There’s a new event for visitors to Venice to check out this summer — Aquae Venezia 2015 , a spin-off of the Milan World Expo, taking place across the lagoon in the industrial port of Marghera on the mainland. From Piazzale Roma, Venice’s seething transport hub, the number 6 bus takes just 10 minutes to Aquae’s immense metallic pavilion, where the theme of the show is Feeding the Planet. Covering ecology, environment, agriculture and industry, it is full of futuristic, interactive stands and snack bars. Still, it has brought attention to Marghera itself, a leafy mainland suburb of La Serenissima that houses a tight-knit community of Venetians who left the island part of the city because of soaring rents. Most residents commute each day to work in Venice’s restaurants, and hotels.
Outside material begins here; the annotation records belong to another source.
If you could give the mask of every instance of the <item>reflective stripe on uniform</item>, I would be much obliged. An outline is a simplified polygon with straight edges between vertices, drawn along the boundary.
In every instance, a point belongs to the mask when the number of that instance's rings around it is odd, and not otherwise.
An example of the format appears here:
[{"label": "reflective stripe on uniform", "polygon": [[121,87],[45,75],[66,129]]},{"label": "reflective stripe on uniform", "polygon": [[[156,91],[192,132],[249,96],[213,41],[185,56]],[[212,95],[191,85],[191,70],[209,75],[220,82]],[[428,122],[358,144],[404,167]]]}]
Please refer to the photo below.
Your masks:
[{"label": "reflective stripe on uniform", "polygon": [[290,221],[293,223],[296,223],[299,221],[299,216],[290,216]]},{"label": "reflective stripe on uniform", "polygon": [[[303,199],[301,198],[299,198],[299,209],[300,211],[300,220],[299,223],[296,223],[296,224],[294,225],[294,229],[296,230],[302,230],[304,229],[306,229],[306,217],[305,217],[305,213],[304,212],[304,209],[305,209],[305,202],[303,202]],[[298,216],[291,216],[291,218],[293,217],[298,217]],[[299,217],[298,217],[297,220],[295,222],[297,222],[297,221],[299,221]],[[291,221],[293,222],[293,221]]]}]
Marghera is more genuinely Venetian than Venice itself, but without a tourist in sight, and it is worth a day trip for those who want a change from the famous sights.

The bus arrives at Piazza Mercato, a wide tree-lined boulevard which is crammed with stalls of the daily food market. Prices are half of those in Venice. There are no grand palazzi; instead there are comfortable houses with spacious gardens. Marghera, and the Port of Venice, was built just after the first world war. It was conceived as a utopian garden city for workers, following the philosophy of Sir Ebenezer Howard, the town planning guru behind Welwyn Garden City. All the Margarini I talked to insisted they were happier here than in the city on the water where most of them were born.

Accompanying me is Giacomo Cosua, a young Venetian photographer and founder of positive-magazine.com, who tells me how, when looking for a space for a studio, coming out to Marghera was the only possibility as everything in Venice is far too expensive. Marco Forieri tells me: “People in Marghera have always been very open to culture and music. The concert scene is very lively compared with Venice, with everything from top jazz artists to Jamaican reggae bands.” Which would definitely make a change from the usual itinerary of St. Marks, the Rialto and the Doge’s palace.— © Guardian Newspapers Limited, 2015

A day trip from Venice

Marghera, and the Port of Venice, were built just after the first world war.

It was conceived as an ideal garden city for workers, following the philosophy of Sir Ebenezer Howard, the town planning guru behind Welwyn Garden City in the UK.

Marghera has comfortable houses with spacious gardens.